Ed Panfil of Glenville doesn’t need a history book to tell him why the Polish National Catholic Church seemed like a pretty good idea to many immigrants flooding into Schenectady during the first two decades of the 20th century. He remembers.
“They wanted to understand their service,” said the 94-year-old Panfil, a long-time member of the Holy Name of Jesus PNCC in the Mont Pleasant section of Schenectady. “I went to the original church on Raymond Street. I served on the altar there as a young boy, and then we went to the new church. They wanted to hear Polish.”
The Holy Name of Jesus PNCC put up its original building on Raymond Street in the Goose Hill section of Schenectady in 1921, the year after Panfil was born. In 1930, the congregation moved to Mont Pleasant and constructed another building at 1040 Pearl St., between Chrisler Avenue and Crane Street, and that church is still in use today. While the Polish connection still exists — there are special Christmas and Easter services celebrated in Polish — the membership these days is pretty diverse.
“We have just about every nationality included among us, and what’s interesting about our church is that even back then it drew people from many different ethnic groups,” said James Konicki, a deacon in the church who is studying for the priesthood and hopes to be ordained at Holy Name of Jesus sometime later this year.
“There were Lithuanians, Slovaks, Italians, all kinds of groups that came to this church looking for something a bit different,” Konicki said.
It was Father Franciszek Hodur (1866-1953), a Polish immigrant and a Catholic priest, who is credited with founding the PNCC in 1897 in Scranton, Pa. In Schenectady, just after the turn of the century, many Polish-Americans were attending either St. Mary’s on Eastern Avenue or St. Adalbert’s on Crane Street.
“When the Poles came to the U.S. they wanted to build their own churches, but they had to apply to Rome for permission and Rome kept on dragging its feet,” said Phyllis Budka, a Schenectady native who recently created the Project to Discover Schenectady County’s Eastern European Roots. “The people were upset. They wanted to worship in their own language so they broke away.”
Many PNCC parishioners today have a more liberal outlook on life than conservative Roman Catholics. The PNCC allows its priests to marry, allows their churches to have their own autonomy and leaves questions of birth control up to the individual.
Konicki grew up in a Roman Catholic church, and while he loved the experience, he never quite felt totally comfortable.

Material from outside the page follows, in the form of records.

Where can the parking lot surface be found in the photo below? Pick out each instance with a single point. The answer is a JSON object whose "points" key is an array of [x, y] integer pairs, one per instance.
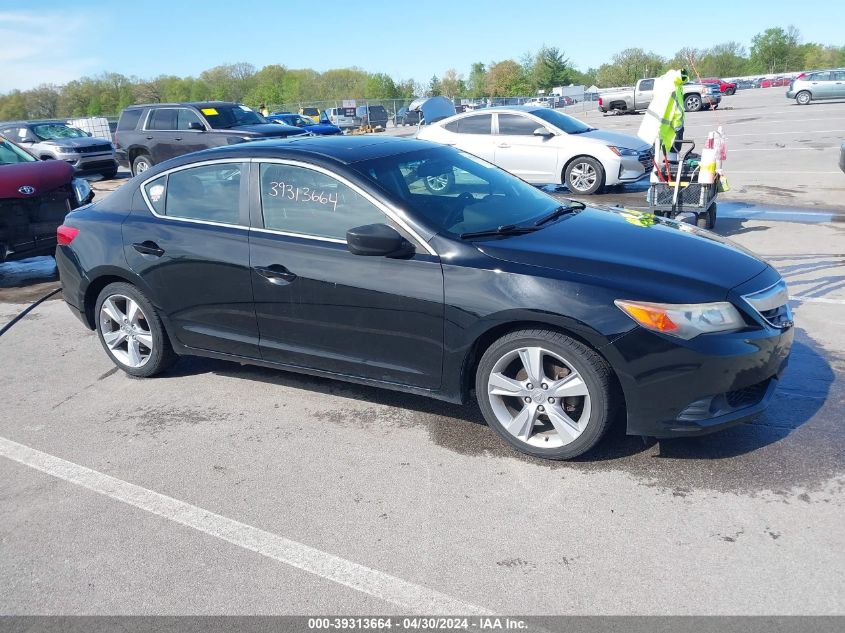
{"points": [[227, 489]]}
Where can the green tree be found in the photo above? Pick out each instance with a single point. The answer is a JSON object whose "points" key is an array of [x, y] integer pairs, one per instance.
{"points": [[776, 50]]}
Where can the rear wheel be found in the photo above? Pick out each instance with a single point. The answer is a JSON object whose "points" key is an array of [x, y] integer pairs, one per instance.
{"points": [[692, 103], [131, 332], [545, 393], [584, 176], [141, 164]]}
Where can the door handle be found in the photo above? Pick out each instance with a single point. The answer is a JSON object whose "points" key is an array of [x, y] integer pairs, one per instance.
{"points": [[149, 248], [276, 274]]}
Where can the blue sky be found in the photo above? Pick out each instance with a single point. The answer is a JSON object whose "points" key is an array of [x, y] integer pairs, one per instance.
{"points": [[48, 42]]}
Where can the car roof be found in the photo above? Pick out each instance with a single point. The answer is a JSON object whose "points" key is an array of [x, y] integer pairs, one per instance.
{"points": [[339, 149]]}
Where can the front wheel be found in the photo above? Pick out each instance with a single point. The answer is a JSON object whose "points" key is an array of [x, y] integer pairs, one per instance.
{"points": [[692, 103], [584, 176], [545, 393], [131, 332]]}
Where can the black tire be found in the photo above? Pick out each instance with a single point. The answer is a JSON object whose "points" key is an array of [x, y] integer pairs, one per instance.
{"points": [[594, 371], [161, 356], [141, 163], [693, 102], [571, 179]]}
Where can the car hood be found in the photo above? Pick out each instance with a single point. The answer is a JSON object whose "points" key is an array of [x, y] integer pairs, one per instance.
{"points": [[619, 139], [44, 176], [643, 256], [82, 141], [266, 129]]}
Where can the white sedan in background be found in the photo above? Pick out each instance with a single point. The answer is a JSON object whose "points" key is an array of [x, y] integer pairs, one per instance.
{"points": [[543, 146]]}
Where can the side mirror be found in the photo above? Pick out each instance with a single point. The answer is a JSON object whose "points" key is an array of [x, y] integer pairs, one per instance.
{"points": [[378, 240]]}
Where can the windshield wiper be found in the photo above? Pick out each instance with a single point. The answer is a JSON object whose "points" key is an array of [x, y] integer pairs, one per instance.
{"points": [[505, 229], [561, 210]]}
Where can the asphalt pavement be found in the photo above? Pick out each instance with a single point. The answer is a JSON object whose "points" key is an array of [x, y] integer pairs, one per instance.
{"points": [[219, 488]]}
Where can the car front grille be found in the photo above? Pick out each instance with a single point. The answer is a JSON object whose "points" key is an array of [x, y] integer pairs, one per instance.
{"points": [[94, 149], [772, 304], [747, 396]]}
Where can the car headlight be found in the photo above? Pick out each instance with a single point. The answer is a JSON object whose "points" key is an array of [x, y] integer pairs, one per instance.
{"points": [[81, 189], [622, 151], [684, 320]]}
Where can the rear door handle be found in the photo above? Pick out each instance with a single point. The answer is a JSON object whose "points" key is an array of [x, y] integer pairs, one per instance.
{"points": [[149, 248], [276, 274]]}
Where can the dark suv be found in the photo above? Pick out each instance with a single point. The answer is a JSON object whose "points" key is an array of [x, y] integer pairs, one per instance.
{"points": [[149, 134]]}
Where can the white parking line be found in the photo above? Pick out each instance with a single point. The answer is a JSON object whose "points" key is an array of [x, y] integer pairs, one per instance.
{"points": [[818, 300], [405, 594]]}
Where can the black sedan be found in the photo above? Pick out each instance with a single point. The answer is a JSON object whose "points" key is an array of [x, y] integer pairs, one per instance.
{"points": [[336, 257]]}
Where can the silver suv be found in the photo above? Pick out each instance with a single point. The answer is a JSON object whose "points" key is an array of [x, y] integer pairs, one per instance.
{"points": [[816, 85], [58, 140]]}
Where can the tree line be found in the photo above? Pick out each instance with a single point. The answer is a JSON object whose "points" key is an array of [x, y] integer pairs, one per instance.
{"points": [[775, 50]]}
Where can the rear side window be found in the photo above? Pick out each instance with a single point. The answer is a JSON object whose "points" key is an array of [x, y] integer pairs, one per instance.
{"points": [[162, 119], [479, 124], [517, 125], [129, 119], [209, 192], [308, 202]]}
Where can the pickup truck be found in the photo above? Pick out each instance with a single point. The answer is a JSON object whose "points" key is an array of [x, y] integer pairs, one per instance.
{"points": [[696, 97]]}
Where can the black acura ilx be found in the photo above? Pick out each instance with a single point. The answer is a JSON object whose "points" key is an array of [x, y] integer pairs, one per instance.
{"points": [[417, 267]]}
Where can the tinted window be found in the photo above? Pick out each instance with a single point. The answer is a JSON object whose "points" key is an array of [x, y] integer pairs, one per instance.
{"points": [[162, 119], [185, 117], [304, 201], [517, 125], [479, 124], [457, 192], [129, 119], [209, 192]]}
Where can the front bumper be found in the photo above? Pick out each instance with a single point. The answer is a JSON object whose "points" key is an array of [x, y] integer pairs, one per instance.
{"points": [[675, 388]]}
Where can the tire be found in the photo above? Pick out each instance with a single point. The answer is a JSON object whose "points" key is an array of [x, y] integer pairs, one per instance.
{"points": [[141, 163], [440, 184], [134, 339], [548, 426], [584, 175], [692, 103]]}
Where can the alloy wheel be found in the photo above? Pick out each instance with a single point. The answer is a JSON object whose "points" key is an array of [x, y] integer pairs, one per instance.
{"points": [[583, 176], [539, 397], [126, 331]]}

“About 12 years ago my wife and I started looking for a parish to bring our kids up in,” said Konicki, a state worker who grew up in the Buffalo area and now lives in Voorheesville. “The Roman Catholic church is huge, and we were looking for something that’s a little more close-knit; something smaller and more like a family. We felt very welcomed when we came here, and we liked the idea that the clergy could marry, and that the people of the church parish have control of the property. No one can close us.”
Membership seems pretty solid at the Holy Name of Jesus PNCC. There are 43 formal members, 63 active parishioners and around 130 people that remain involved with the church, according to Konicki. There is one other PNCC church in the Capital Region, the Blessed Virgin Mary Czestochowa on Maxwell Road in Latham.
Come from all over
Lawrence Panfil, Ed’s son, is chairman of the church committee which oversees all aspects of the church not relating to worship.
“I think the attraction of our community is that we’re a tight-knit group and we’re all friends as well as parishioners,” said Panfil. “We have people who come quite a distance to get here. I live in Saratoga, and we have people who live in Voorheesville and all over the area. I met my wife here, we got married here, and we’ve baptized our kids here. We love the place.”
Stanley Bilinski was pastor at the church but left in 2011 to become Bishop of the PNCC’s Western Diocese. Konicki has been filling in ever since with help at least once a month from priests at the Latham and Little Falls congregations.
“We’re very happy that Jim decided to become a priest and we’re looking forward to him getting ordained,” said Panfil. “Our community really rallied around him, and he’s done a great job.”